CARY - A former Wake school board member, a former school board candidate, a long-time school system volunteer and a former state senator want to replace Debra Goldman to represent Cary on the Wake County Board of Education.
Bill Fletcher, who served on the Wake County school board for 12 years, is hoping to return. Lois Nixon, who lost the 2009 election to Goldman, also wants the District 9 seat. Nancy Caggia, who hasn’t run before, comes in with the support of three Cary Town Council members. And Linda Gunter, a former state senator who was a teacher at Cary High School, also filed for the post.
The filing period for the position closed on Friday, but the final list of applicants wasn’t available before press time.
Fletcher, 63, served on the school board from 1993 to 2005. The Cary resident said he wants to bring his “institutional knowledge” to the sometimes tumultuous board and to help build community support for public education.
“I can’t do anything about what’s in the past,” Fletcher said of the recent school board turmoil. “I can only contribute toward improving education for our kids and community.”
Fletcher was initially elected as a critic of busing for diversity who charged that Wake schools practiced wasteful administrative spending. But the former school board chairman became both a supporter of busing for diversity and increased school funding.
Fletcher was the Republican candidate for state Superintendent of Public Instruction in 2004. The contest, which saw him file a lawsuit charging illegal ballots were counted, was decided when the Democratic-led General Assembly picked his opponent, June Atkinson. The move came under a state constitutional provision governing contested elections.
Since losing his school board re-election bid in 2005, Fletcher said, he has been focused on his career as a real-estate agent and on starting a Rotary Club program that helps first- and second-graders at five high-poverty Wake schools improve their reading skills. Fletcher is the son of the late Fred Fletcher, president and general manager of Capitol Broadcasting.
The Republican and Democratic parties have become actively involved in the officially non-partisan school board races since Fletcher’s tenure.
“The school board is designed to be non-partisan,” he said. “Its focus is on delivering children a high-quality educational program.”
Nixon, 67, of Cary is an unaffiliated voter who ran for the board in 2009 on calls for more school funding and more focus on language, technology, green jobs and the service economy. Today she’s focused on finding compromise in the school board’s meeting room, she said.
“I would like to turn down the heat a bit, if I can help to do that,” Nixon said.
Nixon said she supports a hybrid of “community schools” and the “busing for diversity model.” She believes diversity in student populations can boost performance, but she blames excessive busing for the lengthy busing delays last fall.
Most important now, Nixon said, is a predictable and consistent system for student assignment.
“I think parents are more interested in stability than proximity. I think that’s a reasonable request,” said Nixon, a former environmental educator from Wichita, Kan. A mother of two, she now has grandchildren in the school system.
Caggia and her supporters point to her years of experience in education.

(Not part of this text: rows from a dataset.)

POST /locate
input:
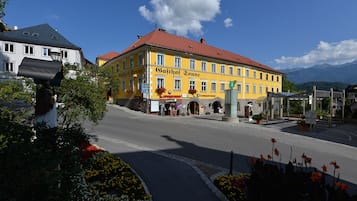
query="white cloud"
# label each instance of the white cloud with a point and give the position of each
(181, 16)
(228, 22)
(331, 53)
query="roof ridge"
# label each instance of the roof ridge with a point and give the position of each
(161, 38)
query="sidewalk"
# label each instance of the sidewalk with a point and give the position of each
(165, 176)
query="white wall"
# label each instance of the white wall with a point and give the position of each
(73, 56)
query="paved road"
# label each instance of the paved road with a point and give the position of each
(208, 141)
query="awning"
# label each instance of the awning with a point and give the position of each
(39, 69)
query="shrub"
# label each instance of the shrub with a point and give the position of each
(109, 175)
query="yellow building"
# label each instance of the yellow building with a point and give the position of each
(162, 72)
(102, 59)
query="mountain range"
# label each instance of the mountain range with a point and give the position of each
(344, 73)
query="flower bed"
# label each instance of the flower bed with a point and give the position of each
(108, 175)
(270, 180)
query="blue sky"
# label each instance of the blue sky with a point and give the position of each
(277, 33)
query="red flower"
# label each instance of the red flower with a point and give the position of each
(252, 160)
(192, 91)
(303, 156)
(342, 186)
(334, 164)
(276, 152)
(316, 176)
(262, 157)
(89, 149)
(160, 90)
(308, 160)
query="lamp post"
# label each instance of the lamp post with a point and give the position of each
(46, 74)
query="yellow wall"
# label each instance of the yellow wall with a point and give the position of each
(169, 72)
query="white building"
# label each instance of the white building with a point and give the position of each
(34, 42)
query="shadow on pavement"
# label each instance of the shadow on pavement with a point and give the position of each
(174, 180)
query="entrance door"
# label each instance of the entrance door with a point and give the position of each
(193, 108)
(216, 106)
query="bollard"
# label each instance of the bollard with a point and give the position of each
(231, 164)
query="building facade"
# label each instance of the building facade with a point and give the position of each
(168, 74)
(34, 42)
(102, 59)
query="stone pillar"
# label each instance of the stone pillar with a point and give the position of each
(230, 105)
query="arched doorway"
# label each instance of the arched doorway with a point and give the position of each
(216, 106)
(193, 108)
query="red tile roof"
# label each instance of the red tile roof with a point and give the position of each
(161, 38)
(108, 56)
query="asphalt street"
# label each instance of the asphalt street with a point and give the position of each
(146, 141)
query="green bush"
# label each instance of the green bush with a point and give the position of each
(233, 186)
(109, 175)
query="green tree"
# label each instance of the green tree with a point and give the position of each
(2, 14)
(287, 85)
(82, 97)
(109, 79)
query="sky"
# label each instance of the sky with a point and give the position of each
(278, 33)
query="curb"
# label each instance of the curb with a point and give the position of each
(206, 180)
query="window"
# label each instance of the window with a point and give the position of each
(239, 87)
(9, 66)
(141, 60)
(160, 82)
(177, 62)
(213, 86)
(192, 84)
(222, 69)
(177, 84)
(28, 49)
(231, 70)
(64, 54)
(46, 51)
(192, 64)
(124, 64)
(260, 89)
(123, 85)
(204, 86)
(213, 66)
(9, 47)
(160, 59)
(247, 88)
(131, 62)
(131, 84)
(222, 86)
(203, 66)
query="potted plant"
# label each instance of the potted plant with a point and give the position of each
(129, 91)
(258, 118)
(192, 91)
(160, 90)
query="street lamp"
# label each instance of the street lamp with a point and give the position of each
(46, 74)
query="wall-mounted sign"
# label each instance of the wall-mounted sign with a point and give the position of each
(177, 72)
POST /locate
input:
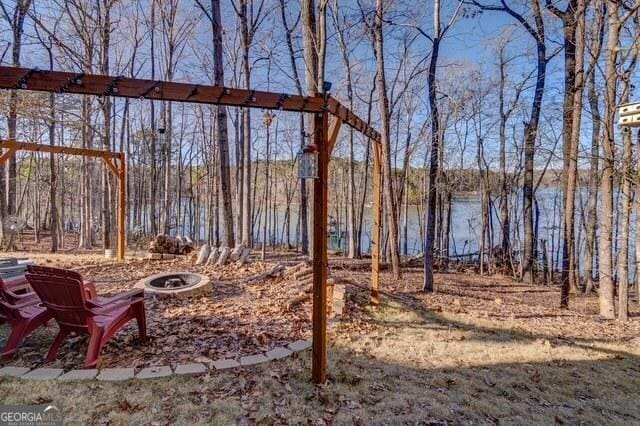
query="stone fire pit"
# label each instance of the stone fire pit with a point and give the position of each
(175, 284)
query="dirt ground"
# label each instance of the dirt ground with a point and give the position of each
(480, 350)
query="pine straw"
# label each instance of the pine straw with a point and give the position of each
(234, 320)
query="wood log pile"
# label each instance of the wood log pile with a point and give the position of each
(164, 244)
(221, 256)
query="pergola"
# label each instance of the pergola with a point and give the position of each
(324, 138)
(115, 162)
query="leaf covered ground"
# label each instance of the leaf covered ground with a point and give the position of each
(481, 350)
(235, 319)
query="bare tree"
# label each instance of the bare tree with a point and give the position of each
(222, 136)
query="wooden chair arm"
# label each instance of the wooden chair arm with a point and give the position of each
(25, 304)
(105, 309)
(122, 299)
(90, 289)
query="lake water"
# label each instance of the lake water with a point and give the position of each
(465, 226)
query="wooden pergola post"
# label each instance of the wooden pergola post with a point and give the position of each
(119, 169)
(122, 205)
(376, 213)
(14, 78)
(320, 258)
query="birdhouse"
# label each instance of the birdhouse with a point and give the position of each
(308, 162)
(629, 115)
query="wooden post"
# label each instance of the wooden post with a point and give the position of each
(376, 212)
(320, 259)
(122, 189)
(5, 157)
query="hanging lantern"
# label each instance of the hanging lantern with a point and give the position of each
(308, 162)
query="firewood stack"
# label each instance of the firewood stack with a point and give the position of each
(164, 244)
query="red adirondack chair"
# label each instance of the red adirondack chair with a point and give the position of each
(23, 312)
(16, 290)
(75, 312)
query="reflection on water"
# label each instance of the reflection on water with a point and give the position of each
(466, 222)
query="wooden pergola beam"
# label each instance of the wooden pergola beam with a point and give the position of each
(13, 78)
(115, 162)
(118, 86)
(34, 147)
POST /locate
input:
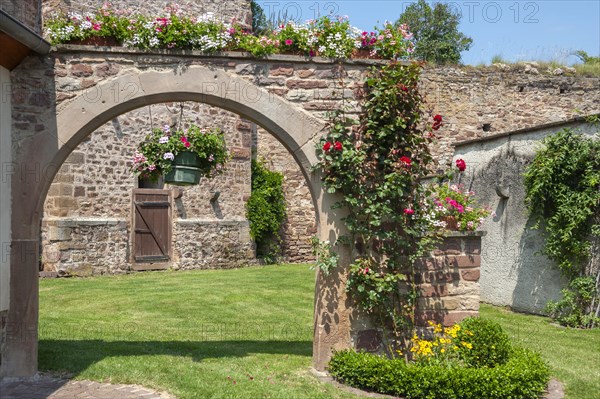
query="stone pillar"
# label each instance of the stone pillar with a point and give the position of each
(5, 216)
(333, 311)
(448, 280)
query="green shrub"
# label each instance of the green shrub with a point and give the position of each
(523, 376)
(577, 298)
(490, 344)
(265, 210)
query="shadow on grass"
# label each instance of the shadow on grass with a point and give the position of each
(75, 356)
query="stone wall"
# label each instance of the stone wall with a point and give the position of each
(5, 190)
(25, 11)
(87, 225)
(3, 315)
(483, 101)
(95, 181)
(513, 272)
(448, 281)
(224, 10)
(475, 102)
(300, 224)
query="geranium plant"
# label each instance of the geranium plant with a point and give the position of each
(452, 206)
(328, 36)
(156, 153)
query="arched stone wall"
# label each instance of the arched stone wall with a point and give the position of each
(75, 119)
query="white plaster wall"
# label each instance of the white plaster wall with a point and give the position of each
(513, 272)
(5, 160)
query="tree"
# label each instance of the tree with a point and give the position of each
(259, 19)
(436, 32)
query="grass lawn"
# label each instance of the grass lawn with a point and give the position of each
(573, 355)
(242, 333)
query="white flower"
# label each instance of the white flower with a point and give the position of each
(154, 42)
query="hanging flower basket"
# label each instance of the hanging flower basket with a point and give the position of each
(183, 157)
(187, 169)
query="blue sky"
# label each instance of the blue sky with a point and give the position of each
(516, 30)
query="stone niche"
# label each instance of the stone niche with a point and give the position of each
(448, 280)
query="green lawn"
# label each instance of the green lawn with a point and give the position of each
(573, 355)
(242, 333)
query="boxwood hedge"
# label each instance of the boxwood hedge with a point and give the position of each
(523, 376)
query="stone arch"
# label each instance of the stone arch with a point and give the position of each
(75, 120)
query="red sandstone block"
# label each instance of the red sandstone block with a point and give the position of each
(446, 318)
(321, 105)
(463, 261)
(282, 71)
(305, 73)
(428, 290)
(81, 70)
(306, 84)
(471, 275)
(437, 277)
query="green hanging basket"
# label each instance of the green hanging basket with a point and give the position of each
(187, 169)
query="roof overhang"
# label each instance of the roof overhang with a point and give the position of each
(17, 41)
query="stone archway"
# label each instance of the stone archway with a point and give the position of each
(75, 120)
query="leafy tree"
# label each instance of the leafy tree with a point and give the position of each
(587, 59)
(259, 19)
(265, 210)
(436, 32)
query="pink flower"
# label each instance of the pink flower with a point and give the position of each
(406, 161)
(139, 158)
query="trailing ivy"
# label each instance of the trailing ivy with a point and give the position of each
(563, 196)
(266, 211)
(377, 166)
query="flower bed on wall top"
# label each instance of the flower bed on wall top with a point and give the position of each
(328, 36)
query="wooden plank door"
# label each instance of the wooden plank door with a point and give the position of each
(152, 225)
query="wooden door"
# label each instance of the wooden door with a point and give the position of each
(152, 225)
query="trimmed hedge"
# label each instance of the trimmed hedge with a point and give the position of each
(491, 345)
(523, 376)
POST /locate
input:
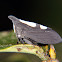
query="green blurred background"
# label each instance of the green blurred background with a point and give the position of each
(45, 12)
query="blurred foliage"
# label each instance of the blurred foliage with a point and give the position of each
(7, 38)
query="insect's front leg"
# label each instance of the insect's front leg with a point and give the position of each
(20, 40)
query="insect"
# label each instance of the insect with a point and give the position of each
(33, 33)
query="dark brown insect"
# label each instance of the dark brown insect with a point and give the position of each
(33, 33)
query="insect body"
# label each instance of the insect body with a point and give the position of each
(33, 33)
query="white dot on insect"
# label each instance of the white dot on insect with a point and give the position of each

“I’ve had 14 years of volunteering, from the trenches to the state level,” said Caggia, 53. Like her competitors, she comes with a slate of qualifications and memberships to her resume – and she also boasts the endorsement of a bi-partisan trio of Cary council members, including Gale Adcock, Don Frantz and Jennifer Robinson, according to Frantz.
A former accounting and technology professional, Caggia moved to the area from New Jersey in 1993. She grew heavily involved with the system after the terrorist attacks of 2001, when she began working with state-level agencies on emergency response plans.
Caggia, a registered Republican, said the school board has made recent progress in bridging the partisan gap. “I want to be at the table, finally,” she said. “I’ve been around the (school board) room, listening, forever.”
The mother of three and also a Girl Scout leader, Caggia said she believes the school system should encourage diversity in schools, but she’s dubious of mandatory busing.
“I think the parent should have a right to say, ‘No, I don’t want my kid to be bused,’ ” she said.
Gunter, a Democratic Party activist and a lobbyist for the N.C. Association of Educators, said in a press release that she “has devoted her entire career to the advancement of North Carolina’s public school children.”
“Education is my life and I have given everything I have to it as a teacher, a parent of two Wake County Public School graduates, a legislator, and in my professional life,” said Gunter in the press release. “I know what it is like to be a parent, and now grandparent, who wants the best education for my children. I also know what it is like to be a career teacher and to shoulder that awesome responsibility.”
The release says that Gunter is a “professional education advocate.” She is the immediate past president of the Democratic Women of Wake County.
The school board is expected to appoint a person in March who will finish out Goldman’s term, which ends in November.
Goldman resigned Feb. 1 to lead a Wilkes County nonprofit group.